Aktuelles aus Guatemala, Juli - September 2024
Liebe Freundinnen und Freunde von Niños en Xela
Obschon wir unsere Aufgaben planen und versuchen zu erledigen, gibt es immer wieder Unvorhergesehenes in fast allen Bereichen. Herausforderungen, die wir nicht ignorieren können und wollen und bei denen wir vorsichtig und überlegt vorgehen müssen.
Bildung
Wir sind in den meisten Schulen, in der 3. Einheit, d.h. die Schüler:innen haben die dritten Prüfungen und gleichzeitig ist der Monat September der Monat mit den Festivitäten zur Unabhängigkeit Guatemalas, und leider sind die Schulen stark involviert: mit den Wettbewerben der Musikgrupppen (deren Mitglieder seit Juni sehr unterschiedlich dem Unterricht beiwohnen) und der diversen „Señoritas“ und „Reinas“, die in den beiden Umzügen die Schule vertreten und von anderen Schulen eingeladen werden. Mit anderen Worten: im September wird sinkt der Stellenwert der Bildung. Wir haben jedoch versucht, den Nachhilfeunterricht sowohl in der Emboscada wie auch individuell und im Büro am Sitz von NeX möglichst normal durchzuführen.

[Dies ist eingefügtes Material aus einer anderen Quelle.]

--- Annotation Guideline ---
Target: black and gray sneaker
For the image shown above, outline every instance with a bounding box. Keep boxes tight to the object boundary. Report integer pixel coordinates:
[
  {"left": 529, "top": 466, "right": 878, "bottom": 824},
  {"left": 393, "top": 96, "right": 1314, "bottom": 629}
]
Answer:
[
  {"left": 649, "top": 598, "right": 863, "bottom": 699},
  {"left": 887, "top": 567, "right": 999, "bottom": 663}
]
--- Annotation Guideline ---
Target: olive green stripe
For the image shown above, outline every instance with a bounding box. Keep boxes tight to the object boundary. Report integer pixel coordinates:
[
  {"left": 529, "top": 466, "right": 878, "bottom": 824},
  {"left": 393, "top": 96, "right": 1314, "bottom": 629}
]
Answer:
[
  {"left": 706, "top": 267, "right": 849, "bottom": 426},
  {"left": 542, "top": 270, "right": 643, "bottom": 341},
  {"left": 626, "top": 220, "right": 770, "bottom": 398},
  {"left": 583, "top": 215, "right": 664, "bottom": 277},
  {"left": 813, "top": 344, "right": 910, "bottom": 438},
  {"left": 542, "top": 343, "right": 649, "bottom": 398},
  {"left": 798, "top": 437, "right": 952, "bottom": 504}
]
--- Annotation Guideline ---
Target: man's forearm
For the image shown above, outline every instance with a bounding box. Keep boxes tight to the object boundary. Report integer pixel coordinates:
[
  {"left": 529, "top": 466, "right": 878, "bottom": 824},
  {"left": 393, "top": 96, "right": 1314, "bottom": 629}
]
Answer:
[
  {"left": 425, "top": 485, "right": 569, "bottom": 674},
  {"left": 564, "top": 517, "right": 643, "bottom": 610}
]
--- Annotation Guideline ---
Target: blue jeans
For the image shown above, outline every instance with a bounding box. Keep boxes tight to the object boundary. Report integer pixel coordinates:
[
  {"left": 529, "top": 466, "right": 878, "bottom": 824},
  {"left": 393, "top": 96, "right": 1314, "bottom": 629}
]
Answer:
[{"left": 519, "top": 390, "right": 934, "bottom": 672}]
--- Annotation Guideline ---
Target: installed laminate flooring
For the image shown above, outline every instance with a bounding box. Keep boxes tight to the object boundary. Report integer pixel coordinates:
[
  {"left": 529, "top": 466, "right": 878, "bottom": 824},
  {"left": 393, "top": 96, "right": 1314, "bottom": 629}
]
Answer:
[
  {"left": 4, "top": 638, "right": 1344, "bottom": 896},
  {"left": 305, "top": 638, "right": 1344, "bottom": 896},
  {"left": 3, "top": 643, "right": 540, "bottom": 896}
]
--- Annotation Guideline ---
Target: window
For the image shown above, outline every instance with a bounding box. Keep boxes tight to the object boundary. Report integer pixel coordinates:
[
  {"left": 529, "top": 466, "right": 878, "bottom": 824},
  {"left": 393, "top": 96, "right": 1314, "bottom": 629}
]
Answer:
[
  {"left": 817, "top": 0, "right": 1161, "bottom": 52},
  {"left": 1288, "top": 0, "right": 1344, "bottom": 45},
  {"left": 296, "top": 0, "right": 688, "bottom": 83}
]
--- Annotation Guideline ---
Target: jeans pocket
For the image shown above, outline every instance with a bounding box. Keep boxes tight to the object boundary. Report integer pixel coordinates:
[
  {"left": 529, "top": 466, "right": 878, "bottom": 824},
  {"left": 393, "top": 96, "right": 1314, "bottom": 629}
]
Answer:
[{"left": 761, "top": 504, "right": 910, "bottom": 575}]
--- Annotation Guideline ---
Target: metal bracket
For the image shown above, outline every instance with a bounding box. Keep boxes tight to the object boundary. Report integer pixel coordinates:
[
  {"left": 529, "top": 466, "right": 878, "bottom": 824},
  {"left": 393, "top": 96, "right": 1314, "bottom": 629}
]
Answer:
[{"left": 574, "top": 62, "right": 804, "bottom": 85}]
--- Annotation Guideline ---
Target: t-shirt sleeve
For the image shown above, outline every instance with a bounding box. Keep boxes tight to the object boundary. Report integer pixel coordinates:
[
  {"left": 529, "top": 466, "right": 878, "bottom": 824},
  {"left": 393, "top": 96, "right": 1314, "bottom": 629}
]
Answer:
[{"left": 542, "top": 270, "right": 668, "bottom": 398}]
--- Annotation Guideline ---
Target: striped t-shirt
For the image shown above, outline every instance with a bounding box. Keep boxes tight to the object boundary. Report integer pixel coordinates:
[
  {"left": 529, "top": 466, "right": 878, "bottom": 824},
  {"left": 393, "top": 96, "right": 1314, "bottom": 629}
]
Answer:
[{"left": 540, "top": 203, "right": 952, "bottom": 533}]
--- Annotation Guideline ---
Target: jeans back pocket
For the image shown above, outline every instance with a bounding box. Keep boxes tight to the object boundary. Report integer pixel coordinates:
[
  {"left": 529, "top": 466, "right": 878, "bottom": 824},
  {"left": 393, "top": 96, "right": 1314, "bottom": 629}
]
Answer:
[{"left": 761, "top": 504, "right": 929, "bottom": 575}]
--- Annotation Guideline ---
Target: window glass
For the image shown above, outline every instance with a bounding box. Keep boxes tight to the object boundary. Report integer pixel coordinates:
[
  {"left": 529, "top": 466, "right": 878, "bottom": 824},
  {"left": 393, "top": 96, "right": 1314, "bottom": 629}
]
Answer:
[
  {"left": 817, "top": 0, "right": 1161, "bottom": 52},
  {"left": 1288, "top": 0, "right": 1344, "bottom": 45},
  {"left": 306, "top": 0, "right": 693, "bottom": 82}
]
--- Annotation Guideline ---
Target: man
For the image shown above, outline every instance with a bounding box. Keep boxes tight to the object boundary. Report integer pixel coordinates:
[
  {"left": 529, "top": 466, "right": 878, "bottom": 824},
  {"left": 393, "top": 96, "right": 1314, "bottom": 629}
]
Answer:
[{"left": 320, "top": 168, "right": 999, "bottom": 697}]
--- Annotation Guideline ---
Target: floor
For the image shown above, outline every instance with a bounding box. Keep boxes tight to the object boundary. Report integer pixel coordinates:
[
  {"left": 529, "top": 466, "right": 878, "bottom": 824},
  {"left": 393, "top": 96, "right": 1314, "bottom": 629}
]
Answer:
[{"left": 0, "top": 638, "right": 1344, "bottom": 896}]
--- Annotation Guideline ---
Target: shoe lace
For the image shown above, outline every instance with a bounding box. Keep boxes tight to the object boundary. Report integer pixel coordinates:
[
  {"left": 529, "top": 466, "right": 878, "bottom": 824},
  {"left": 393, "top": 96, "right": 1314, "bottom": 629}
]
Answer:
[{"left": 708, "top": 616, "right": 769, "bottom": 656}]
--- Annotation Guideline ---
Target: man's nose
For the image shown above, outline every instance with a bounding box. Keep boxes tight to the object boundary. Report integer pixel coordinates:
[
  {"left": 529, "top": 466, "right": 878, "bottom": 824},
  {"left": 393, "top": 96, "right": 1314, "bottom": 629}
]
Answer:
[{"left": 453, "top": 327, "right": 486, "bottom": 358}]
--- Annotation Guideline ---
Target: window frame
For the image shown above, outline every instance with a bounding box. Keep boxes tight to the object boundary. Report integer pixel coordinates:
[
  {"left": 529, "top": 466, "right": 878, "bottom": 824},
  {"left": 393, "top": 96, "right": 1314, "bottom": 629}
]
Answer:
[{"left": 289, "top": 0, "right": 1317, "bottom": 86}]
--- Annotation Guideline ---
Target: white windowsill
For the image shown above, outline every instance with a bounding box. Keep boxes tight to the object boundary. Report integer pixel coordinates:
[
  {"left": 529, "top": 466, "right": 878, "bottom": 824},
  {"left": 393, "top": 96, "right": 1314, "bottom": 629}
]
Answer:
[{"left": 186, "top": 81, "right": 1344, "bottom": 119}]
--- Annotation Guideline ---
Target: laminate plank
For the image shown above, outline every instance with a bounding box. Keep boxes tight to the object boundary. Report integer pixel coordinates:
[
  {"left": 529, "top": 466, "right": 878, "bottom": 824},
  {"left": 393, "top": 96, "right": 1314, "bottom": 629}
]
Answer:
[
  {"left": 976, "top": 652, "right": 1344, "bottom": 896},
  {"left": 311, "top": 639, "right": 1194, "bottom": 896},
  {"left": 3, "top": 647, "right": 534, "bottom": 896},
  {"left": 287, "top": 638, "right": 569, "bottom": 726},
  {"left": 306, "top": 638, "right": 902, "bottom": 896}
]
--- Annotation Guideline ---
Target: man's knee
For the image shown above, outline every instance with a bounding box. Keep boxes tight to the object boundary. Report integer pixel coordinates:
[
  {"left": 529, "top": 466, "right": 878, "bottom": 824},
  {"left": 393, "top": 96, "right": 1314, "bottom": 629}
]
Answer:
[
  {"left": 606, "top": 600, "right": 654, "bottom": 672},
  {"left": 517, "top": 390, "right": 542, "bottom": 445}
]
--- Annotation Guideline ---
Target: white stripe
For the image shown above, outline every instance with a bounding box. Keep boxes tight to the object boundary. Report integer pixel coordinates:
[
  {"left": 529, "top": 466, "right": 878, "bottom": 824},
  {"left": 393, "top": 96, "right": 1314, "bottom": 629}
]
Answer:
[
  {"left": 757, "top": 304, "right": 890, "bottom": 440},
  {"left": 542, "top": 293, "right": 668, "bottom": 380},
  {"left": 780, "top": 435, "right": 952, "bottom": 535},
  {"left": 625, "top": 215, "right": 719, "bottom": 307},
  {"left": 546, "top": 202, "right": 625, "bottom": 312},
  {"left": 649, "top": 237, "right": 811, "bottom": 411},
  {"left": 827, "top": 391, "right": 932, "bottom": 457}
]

Weiterbildung der MIJ (Misión Internacional de Justicia)
Kurzfristig haben wir uns entschieden, uns in der Gesetzgebung von Gewalt und sexueller Ausbeutung weiter zu bilden. Wir sind in den letzten drei Monaten vermehrt mit misshandelten Kindern konfrontiert worden und wir haben auch einen Fall von – bisher sexueller Belästigung – befürchten jedoch, dass die Grenze jederzeit überschritten werden kann, wenn wir nicht handeln. Die Mutter des Mädchens ist uns keine grosse Stütze, sie nimmt das alles nicht so ernst. Wohl, weil ihr vielleicht dasselbe zugestossen ist und es deshalb für sie „normal“ ist. Die Weiterbildung war für uns sehr aufschlussreich: als Institution haben wir die Pflicht, zu denunzieren, aber auf das weitere Prozedere haben wir dann keinen Einfluss mehr. Gewalt ist kein Offizialdelikt. Dieses Ohnmachtsgefühl beschäftigt das ganze Team.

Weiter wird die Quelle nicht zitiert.